Aber auch hier gibt es Kritik: Ist Ungespielt überhaupt berechtigt, einen so großen Hashtag für sich zu beanspruchen? Vor allem der Nicht-YouTube-Teil der Netzwelt bemängelt die Relevanz der Sache, in Bezug auf das mächtige Wort „Freiheit“. Die Antwort darauf ist recht leicht: Ob er das darf, ist wohl keine Frage, die im Internet Bestand hat. Prinzipiell kann ja jeder User unter einem beliebigen Hashtag twittern. So funktioniert das Internet: Jeder ist gleich im Sinne der Netzneutralität. Sicherlich mag es Leuten albern vorkommen, wenn sie keinen Bezug zu der Sache haben. Gleiches gilt auch für den Tod von Udo Jürgens, der gestern bekannt wurde: Die einen verfallen in Trauer, während andere dies nur unberührt zur Kenntnis nehmen. Im Web kommen verschiedenste Interessen zusammen und ein Vorrecht auf ein Schlagwort hat niemand. Das wäre auch ziemlicher Blödsinn.

Unge selbst bezeichnet die Kraft von #Freiheit als Eigendynamik und hätte selbst nicht mit dem Erfolg des Hashtags gerechnet, den er, laut eigener Aussage, „einfach so“ verwendet hat. Auch hier bittet er seine Fans, diesen nicht mehr so stark zu benutzen. Teilweise nahmen sich sogar TV-Sender wie ProSieben oder ZDF dem Schlachtruf an. Dass gerade in diesen Graden Sympathie oft ein Schritt auf dem Weg für zukünftige Zusammenarbeiten ist, sollte Simon zur Vorsicht mahnen, den gleichen Fehler nicht zu wiederholen. Das Interesse an seiner Person, an der Power seiner Reichweite, dürfte enorm sein. Sicherlich schmieden andere MCNs bereits Pläne ihn anzuwerben.
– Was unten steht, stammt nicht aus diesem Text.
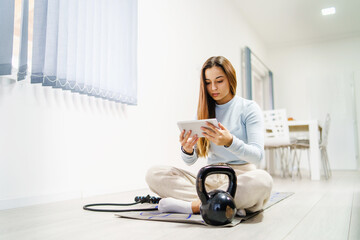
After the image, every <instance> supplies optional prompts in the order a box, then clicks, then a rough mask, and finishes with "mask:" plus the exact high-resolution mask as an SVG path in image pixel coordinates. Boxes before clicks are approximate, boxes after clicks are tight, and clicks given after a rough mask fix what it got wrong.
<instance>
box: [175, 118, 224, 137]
mask: <svg viewBox="0 0 360 240" xmlns="http://www.w3.org/2000/svg"><path fill="white" fill-rule="evenodd" d="M206 122H210V123H212V124H213V125H214V126H216V127H218V121H217V120H216V118H211V119H203V120H191V121H179V122H178V123H177V124H178V127H179V129H180V132H181V131H182V130H184V129H185V133H187V132H188V131H189V130H191V131H192V132H191V135H190V137H192V136H193V135H195V134H197V135H198V137H204V135H203V134H202V132H203V131H202V130H201V129H200V128H201V127H207V126H206Z"/></svg>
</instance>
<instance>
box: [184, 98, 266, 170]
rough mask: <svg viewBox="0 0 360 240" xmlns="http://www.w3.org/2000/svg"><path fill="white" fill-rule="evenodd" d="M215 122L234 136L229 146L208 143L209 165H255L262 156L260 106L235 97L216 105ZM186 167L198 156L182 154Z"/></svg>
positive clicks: (242, 98)
mask: <svg viewBox="0 0 360 240" xmlns="http://www.w3.org/2000/svg"><path fill="white" fill-rule="evenodd" d="M215 114H216V119H217V120H218V122H220V123H221V124H222V125H224V127H225V128H226V129H228V130H229V131H230V133H231V134H232V135H233V141H232V144H231V145H230V146H229V147H227V148H226V147H224V146H217V145H215V144H214V143H212V142H210V149H209V155H208V164H216V163H229V164H245V163H254V164H257V163H259V162H260V160H261V159H262V157H263V154H264V131H263V117H262V112H261V110H260V107H259V106H258V105H257V104H256V103H255V102H254V101H250V100H247V99H244V98H241V97H239V96H235V97H234V98H233V99H231V100H230V101H229V102H227V103H225V104H222V105H217V104H216V106H215ZM195 148H196V145H195ZM181 157H182V159H183V160H184V162H185V163H186V164H188V165H192V164H194V163H195V162H196V161H197V159H198V156H197V154H196V151H194V153H193V155H187V154H185V153H183V152H181Z"/></svg>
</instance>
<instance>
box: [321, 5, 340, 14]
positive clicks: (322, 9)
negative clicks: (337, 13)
mask: <svg viewBox="0 0 360 240" xmlns="http://www.w3.org/2000/svg"><path fill="white" fill-rule="evenodd" d="M335 12H336V11H335V8H334V7H331V8H324V9H322V10H321V13H322V15H324V16H325V15H331V14H335Z"/></svg>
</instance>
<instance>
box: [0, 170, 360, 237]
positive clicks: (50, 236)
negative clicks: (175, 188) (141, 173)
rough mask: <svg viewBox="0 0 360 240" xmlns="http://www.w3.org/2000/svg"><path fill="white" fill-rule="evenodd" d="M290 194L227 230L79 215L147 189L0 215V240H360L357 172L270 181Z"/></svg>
mask: <svg viewBox="0 0 360 240" xmlns="http://www.w3.org/2000/svg"><path fill="white" fill-rule="evenodd" d="M274 190H275V191H286V192H288V191H291V192H295V194H294V195H292V196H291V197H289V198H287V199H285V200H283V201H281V202H280V203H278V204H276V205H274V206H272V207H270V208H269V209H267V210H266V211H264V212H263V213H261V214H259V215H257V216H256V217H254V218H252V219H250V220H248V221H246V222H243V223H241V224H239V225H238V226H236V227H232V228H214V227H207V226H201V225H192V224H181V223H167V222H166V223H165V222H154V221H140V220H130V219H123V218H116V217H114V215H113V213H97V212H88V211H83V210H82V206H83V205H84V204H86V203H94V202H127V201H131V200H132V198H133V196H134V195H139V194H140V195H141V194H147V193H148V190H139V191H134V192H127V193H120V194H113V195H106V196H99V197H93V198H88V199H83V200H80V199H79V200H71V201H64V202H58V203H51V204H43V205H37V206H31V207H25V208H18V209H11V210H4V211H0V239H1V240H11V239H16V240H20V239H27V240H28V239H37V240H39V239H46V240H49V239H146V240H151V239H167V240H169V239H170V240H176V239H207V240H210V239H211V240H212V239H221V240H225V239H252V240H255V239H262V240H263V239H271V240H274V239H306V240H309V239H316V240H319V239H326V240H330V239H336V240H339V239H353V240H355V239H356V240H359V239H360V173H359V172H355V171H348V172H344V171H342V172H333V178H332V179H331V180H329V181H315V182H312V181H310V180H307V179H303V180H295V181H291V180H290V179H281V178H275V179H274Z"/></svg>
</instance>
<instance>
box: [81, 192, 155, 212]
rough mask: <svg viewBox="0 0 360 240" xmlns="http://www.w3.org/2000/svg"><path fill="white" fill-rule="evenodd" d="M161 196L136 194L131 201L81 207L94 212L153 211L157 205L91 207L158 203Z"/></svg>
mask: <svg viewBox="0 0 360 240" xmlns="http://www.w3.org/2000/svg"><path fill="white" fill-rule="evenodd" d="M160 200H161V198H158V197H153V196H150V195H149V194H148V195H147V196H136V197H135V198H134V201H135V202H133V203H94V204H87V205H84V207H83V209H84V210H88V211H94V212H137V211H154V210H158V208H157V206H156V207H153V208H128V209H101V208H93V207H104V206H118V207H119V206H121V207H124V206H133V205H136V204H143V203H150V204H158V203H159V201H160Z"/></svg>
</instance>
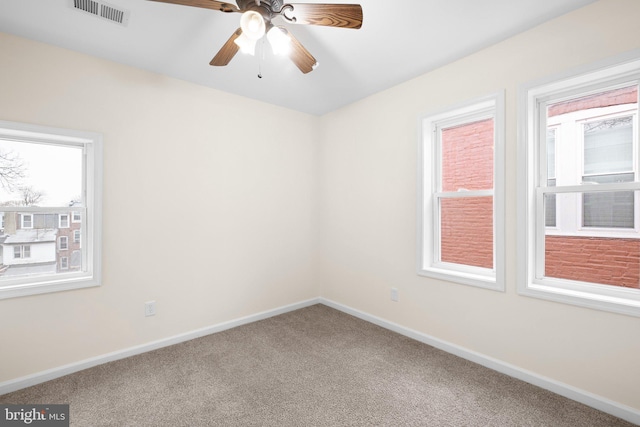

Die wohl wichtigste Frage, die sich die Medienwelt nach diesem Vorfall stellen muss: Wie müssen sich die Netzwerke verbessern und ist es wirklich richtig, Videokünstler so lange an sich zu binden? Viele YouTuber unterschreiben Verträge mit einer Laufzeit von drei Jahren, das ist teilweise irrsinnig. Wer weiß schon, wie lange er sein Programm so durchziehen kann und ob es das wirklich wert ist, die Rechte an seinen Kanälen umfangreich abzutreten? #Freiheit sorgte für einen Ruck bei den MCNs, nicht nur bei Mediakraft. In Zukunft wird es viel wichtiger, sich mehr den Interessen seiner Partner zu widmen, anstatt den Bilanzgewinn zu polieren.

Ein YouTuber kann auch ohne sein Netzwerk erfolgreich sein, aber das Netzwerk nicht ohne seine YouTuber. Der Fall Ungespielt hat dies deutlich gemacht und auf seine Art auch etwas in dieser Welt verändert. Webvideos sind gerade erst vom Hobby zum Beruf aufgestiegen, aber der Grundgedanke „Broadcast Yourself“ hat noch immer Bestand. Da müssen Multimillionenkonzerne wohl erst noch lernen, dass Persönlichkeiten eben auch von diesem Mittel Gebrauch machen und wesentlich schwerer zu kontrollieren sind. Vor allem unter Zwängen.